Police failed in their response to a missing transgender woman later found dead by members of the LGBTQI community, a coroner has found.
Bridget Flack was reported missing on December 1, 2020 but officers failed to recognise her high suicide risk despite concerns from family, Victorian Coroner Ingrid Giles found on Thursday.
That decision delayed efforts to quickly triangulate Ms Flack's phone so officers were unable to pinpoint her exact location, the coroner said in her long-awaited findings.
Police then left the on-the-ground search for Ms Flack to members of the LGBTQI community, who rallied after learning of her disappearance.
Two of those community members found her body in bushland near Kew on December 11, 2020.
"(Victoria Police) failed to consider the safety and wellbeing of the community members searching for Bridget," Ms Giles said in her report.
"Police left a vulnerable community to search for one of their own, in the knowledge that Bridget might be found deceased."
However, she acknowledged "concerning gaps" in the investigation did not cause Ms Flack's death as she likely died by her own hand on November 30.
Ms Giles did not make any adverse findings against the officers involved, instead making three recommendations to Victoria Police.
These include implementing changes to its missing persons risk assessment, first identified in an internal review carried out in 2021.
Ms Flack's sister Angela Pucci Love, who gave evidence at the inquest, said she hoped the findings would lead to actual change.

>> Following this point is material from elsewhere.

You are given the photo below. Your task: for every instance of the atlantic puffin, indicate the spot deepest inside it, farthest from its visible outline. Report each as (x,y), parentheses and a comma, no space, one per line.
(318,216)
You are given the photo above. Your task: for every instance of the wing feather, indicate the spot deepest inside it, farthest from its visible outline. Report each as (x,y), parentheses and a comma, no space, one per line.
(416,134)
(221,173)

"The only reason we embraced this process was to help the next family," she told reporters outside of court.
"Sadly, it doesn't change our situation.
"But if we know the next person doesn't feel they're not heard or not treated with the respect that they deserve, be it in life or after life, then it makes us feel really proud."
The coroner also investigated the deaths of four other transgender or gender diverse young people, who died by their own and between 2020 and 2021.
A further seven recommendations were made following the inquest into the deaths of Natalie Wilson, Matt Byrne, Heather Pierard and another person known under the pseudonym AS.
These include recommending the federal government restrict the online sale and distribution of a substance used by three of the people to take their own lives.
There were also recommendations to increase access and capacity to gender-affirming treatments in Victoria, and mandating cultural sensitivity training for GPs and psychiatrists.
Ms Giles also made a recommendation to Victoria's State Coroner John Cain to consider the introduction of a LGBTQI awareness training model for all staff at the court.
Transgender Victoria chief executive Son Vivienne welcomed the coroner's findings, saying many were long overdue.
"None of them are impossible," they told reporters outside of court.
"They just need to be timelined and budgeted for, and we can move ahead."
Anna Bernasochi, from LGBTQI suicide prevention organisation Switchboard Victoria, said Thursday's findings would not mark the end of the advocacy work.
"We're going to be there every step of the way to ensure that government, the police and our institutions are held to account so that we can change this reality for our communities," she said.